Author(s) : Daniela Bergmann
Source : https://search.proquest.com/openview/c2f80ef83bfedcf5188fc1108ee1797a/1?pq-origsite=gscholar&cbl=1576347
A person’s decision to migrate is affected by various economic, political, and social factors not only in the country of origin (push factors), but also in the destination country (pull factors). More specifically, push factors are elements that cause people to leave their country of origin and pull factors attract migrants to the destination country. Push factors can include lack of economic opportunities (unemployment and low wages), political instability, natural disasters, and violence. On the other hand, pull factors can include the proximity between two countries as well as economic opportunities, social networks, and a liberal reputation. The liberal reputation of the country of destination refers to the procedures governing the admission of foreigners, for example, visas. Governments of recipient countries restrict these policies with the aim of diminishing its attractiveness, and thus, the number of people who migrate.
In the paper “Comparing Immigration Policies: An Overview from the IMPALA Database,” Beine et al. present preliminary results from a database that compares immigration or admission policies for nine countries between 1999 and 2008. The countries under analysis are Australia, France, Germany, Luxembourg, the Netherlands, Spain, Switzerland, the United Kingdom, and the United States. Specifically, the authors analyzed the complexity and stringency of immigration regulations among different countries, looking across varying years and types of migration.
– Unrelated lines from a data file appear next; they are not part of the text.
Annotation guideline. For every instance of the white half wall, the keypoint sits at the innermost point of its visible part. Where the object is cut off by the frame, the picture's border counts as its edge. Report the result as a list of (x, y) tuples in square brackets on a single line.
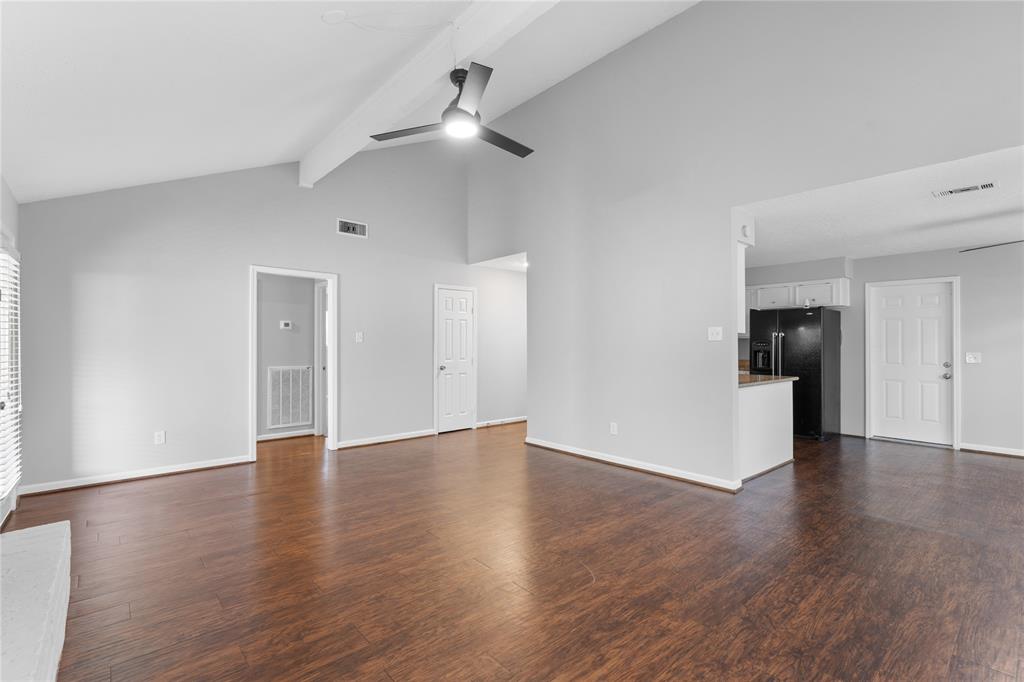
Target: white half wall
[(625, 207), (136, 307)]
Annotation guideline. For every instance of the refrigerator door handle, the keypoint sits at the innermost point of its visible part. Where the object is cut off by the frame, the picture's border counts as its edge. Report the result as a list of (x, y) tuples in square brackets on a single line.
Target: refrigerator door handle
[(774, 351), (781, 338)]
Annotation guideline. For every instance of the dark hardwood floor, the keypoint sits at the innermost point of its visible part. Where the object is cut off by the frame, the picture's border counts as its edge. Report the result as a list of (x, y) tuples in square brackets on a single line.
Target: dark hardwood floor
[(473, 556)]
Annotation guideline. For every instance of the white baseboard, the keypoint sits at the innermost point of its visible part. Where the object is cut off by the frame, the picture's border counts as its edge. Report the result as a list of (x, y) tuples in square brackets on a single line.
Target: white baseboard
[(128, 475), (7, 505), (998, 450), (497, 422), (725, 484), (355, 442), (284, 434)]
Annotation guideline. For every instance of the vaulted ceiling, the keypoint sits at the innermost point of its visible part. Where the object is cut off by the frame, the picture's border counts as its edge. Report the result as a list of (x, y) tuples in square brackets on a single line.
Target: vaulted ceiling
[(896, 213), (98, 95)]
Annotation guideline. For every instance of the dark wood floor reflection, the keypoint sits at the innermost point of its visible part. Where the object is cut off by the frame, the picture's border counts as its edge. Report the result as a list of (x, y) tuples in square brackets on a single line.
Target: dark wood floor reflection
[(472, 556)]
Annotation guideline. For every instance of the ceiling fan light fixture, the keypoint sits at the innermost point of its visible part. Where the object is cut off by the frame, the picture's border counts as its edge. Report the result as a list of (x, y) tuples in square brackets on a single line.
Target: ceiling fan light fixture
[(460, 124), (462, 118)]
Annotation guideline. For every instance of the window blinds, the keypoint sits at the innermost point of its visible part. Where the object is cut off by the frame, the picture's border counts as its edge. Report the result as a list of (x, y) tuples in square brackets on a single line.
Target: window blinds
[(10, 373)]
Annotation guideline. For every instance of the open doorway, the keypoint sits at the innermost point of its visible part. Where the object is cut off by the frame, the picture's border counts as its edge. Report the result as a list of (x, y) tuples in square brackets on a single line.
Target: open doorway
[(293, 372), (895, 258), (479, 340)]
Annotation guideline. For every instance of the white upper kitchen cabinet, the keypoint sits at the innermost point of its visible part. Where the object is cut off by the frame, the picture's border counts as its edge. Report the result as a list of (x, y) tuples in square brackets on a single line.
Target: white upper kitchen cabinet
[(833, 293), (775, 296)]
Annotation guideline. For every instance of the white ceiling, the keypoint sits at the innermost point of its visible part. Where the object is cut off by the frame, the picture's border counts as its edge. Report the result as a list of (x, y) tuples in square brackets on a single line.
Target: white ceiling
[(895, 213), (98, 95), (539, 57), (516, 261)]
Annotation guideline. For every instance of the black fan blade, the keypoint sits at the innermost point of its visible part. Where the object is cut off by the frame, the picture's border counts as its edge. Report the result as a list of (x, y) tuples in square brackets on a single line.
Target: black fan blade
[(500, 140), (472, 89), (406, 132)]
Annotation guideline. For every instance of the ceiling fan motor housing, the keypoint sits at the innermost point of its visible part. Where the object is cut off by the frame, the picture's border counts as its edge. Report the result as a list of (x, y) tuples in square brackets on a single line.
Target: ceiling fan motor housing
[(458, 77)]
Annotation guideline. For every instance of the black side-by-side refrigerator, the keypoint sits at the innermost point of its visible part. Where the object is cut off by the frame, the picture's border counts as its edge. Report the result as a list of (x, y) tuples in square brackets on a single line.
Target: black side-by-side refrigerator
[(802, 343)]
The IMPALA (International Migration Law and Policy Analysis) database is a collaborative approach to classify, measure, and compare immigration policies related to citizenship acquisition and to economic, family, humanitarian/asylum, and student migration. Before the creation of the IMPALA database, there was no comparable or reliable database on immigration regulations. In this sense, the IMPALA database enables researches and policymakers to assess the trends, restrictiveness, and effects of immigration regulations across countries, years, and immigration issues.